Data sources: College Scorecard, IPEDS, BLS Occupational Outlook Handbook, as of 2024.

Frequently Asked Questions

Is Fordham worth the cost?

The data is cautious. Fordham scores 79/100 - a borderline Strong Value. 10-year earnings of $85,569 are respectable, especially driven by NYC-based careers in finance, business, and media. But median debt of $24,300 is the highest in this series, and the 0.453 debt-to-earnings ratio is elevated. The 6.3-year payback is slower than most peer privates. For students receiving significant merit aid, Fordham can work well. Without it, the $44,338 net price is higher than most peer schools with stronger earnings outcomes.

How does Fordham compare to NYU?

Fordham's 10-year earnings ($85,569) are slightly higher than NYU overall ($82,509) - a surprising result given NYU's stronger national brand. Net prices are comparable ($44,338 at Fordham, $37,050 at NYU), meaning Fordham is actually modestly more expensive on average. The key differences: Fordham has a 59% acceptance rate versus NYU's 9.2%, making it much more accessible. Fordham's campus identity is more traditional (split between Rose Hill in the Bronx and Lincoln Center in Manhattan), whereas NYU is fully dispersed across Manhattan. For students rejected from NYU but wanting an NYC-based private education, Fordham is a reasonable fallback.
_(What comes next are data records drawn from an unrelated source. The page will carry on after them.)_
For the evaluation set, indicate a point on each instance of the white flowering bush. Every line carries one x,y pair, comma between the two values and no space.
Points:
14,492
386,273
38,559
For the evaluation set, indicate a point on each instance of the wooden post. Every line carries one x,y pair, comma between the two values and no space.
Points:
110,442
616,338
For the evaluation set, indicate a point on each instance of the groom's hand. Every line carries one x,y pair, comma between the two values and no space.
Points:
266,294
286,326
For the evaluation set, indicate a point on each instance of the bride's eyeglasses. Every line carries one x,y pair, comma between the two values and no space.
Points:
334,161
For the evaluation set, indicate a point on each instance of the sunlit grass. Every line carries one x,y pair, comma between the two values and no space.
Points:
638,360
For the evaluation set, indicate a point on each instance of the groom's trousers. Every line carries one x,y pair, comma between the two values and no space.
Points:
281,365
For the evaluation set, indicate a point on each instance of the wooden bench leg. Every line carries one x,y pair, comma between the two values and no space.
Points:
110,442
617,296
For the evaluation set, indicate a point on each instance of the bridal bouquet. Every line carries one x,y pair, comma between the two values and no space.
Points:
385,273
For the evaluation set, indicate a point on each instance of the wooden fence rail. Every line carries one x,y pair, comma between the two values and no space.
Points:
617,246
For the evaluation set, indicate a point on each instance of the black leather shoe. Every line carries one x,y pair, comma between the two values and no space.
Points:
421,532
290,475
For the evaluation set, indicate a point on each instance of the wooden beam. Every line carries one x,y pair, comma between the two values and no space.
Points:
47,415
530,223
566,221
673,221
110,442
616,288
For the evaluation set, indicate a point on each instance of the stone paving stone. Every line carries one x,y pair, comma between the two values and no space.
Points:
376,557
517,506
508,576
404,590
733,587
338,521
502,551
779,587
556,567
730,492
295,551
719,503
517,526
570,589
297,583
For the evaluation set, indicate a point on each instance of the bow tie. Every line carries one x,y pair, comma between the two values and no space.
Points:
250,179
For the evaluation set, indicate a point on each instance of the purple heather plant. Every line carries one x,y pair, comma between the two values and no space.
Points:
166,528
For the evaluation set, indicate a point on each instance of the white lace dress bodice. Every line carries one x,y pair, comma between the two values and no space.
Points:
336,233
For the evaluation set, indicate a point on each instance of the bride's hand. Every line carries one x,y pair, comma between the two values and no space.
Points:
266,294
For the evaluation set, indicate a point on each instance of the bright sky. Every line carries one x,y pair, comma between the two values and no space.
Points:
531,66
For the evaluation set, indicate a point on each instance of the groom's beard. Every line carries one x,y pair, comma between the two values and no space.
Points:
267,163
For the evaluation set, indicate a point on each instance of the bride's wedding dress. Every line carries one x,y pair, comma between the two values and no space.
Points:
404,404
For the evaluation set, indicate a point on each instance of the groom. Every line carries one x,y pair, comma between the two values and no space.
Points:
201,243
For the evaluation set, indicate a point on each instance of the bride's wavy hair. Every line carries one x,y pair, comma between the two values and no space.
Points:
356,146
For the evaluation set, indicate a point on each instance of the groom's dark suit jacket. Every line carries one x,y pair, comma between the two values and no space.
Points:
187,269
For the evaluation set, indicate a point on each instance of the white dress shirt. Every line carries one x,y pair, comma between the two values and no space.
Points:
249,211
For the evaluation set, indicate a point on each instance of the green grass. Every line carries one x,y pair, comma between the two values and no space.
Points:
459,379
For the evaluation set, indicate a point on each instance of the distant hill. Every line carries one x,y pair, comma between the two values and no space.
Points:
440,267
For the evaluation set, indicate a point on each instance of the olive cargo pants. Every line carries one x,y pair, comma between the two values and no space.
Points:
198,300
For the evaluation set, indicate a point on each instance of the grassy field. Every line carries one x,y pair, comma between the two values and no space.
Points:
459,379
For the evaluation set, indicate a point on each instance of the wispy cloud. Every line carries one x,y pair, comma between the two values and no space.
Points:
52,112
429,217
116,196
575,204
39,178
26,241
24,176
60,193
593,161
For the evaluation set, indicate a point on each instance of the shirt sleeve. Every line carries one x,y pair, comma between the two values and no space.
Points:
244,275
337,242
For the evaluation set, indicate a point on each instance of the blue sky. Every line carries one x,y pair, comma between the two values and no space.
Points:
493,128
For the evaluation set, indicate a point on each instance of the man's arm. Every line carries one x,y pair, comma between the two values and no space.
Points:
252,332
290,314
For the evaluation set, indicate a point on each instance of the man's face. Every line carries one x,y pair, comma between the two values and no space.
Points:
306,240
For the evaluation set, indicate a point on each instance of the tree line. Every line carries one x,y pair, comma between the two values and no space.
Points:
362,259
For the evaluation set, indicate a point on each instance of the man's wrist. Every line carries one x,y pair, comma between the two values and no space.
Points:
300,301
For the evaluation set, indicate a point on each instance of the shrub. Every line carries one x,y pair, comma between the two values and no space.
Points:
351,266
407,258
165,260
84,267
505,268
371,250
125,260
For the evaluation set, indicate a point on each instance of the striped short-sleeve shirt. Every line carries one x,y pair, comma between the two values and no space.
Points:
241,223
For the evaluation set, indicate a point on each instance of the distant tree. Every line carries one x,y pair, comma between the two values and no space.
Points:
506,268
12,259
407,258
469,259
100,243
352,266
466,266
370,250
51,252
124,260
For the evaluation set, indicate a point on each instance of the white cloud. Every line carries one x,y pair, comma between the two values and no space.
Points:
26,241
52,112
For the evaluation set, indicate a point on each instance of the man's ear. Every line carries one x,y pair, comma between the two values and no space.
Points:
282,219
Why is Fordham debt so high?

Three reasons. First, Fordham's need-based aid is less generous than most elite privates - net price at the $0-$30K bracket is $32,474, nearly ten times higher than Princeton or Harvard at the same income. Second, NYC cost of living adds to total attendance cost beyond tuition. Third, Fordham admits more middle-income students (from families in the $75K-$150K range) who qualify for less aid but still need to borrow substantially, producing a debt profile higher than at schools serving either very low-income or very high-income populations.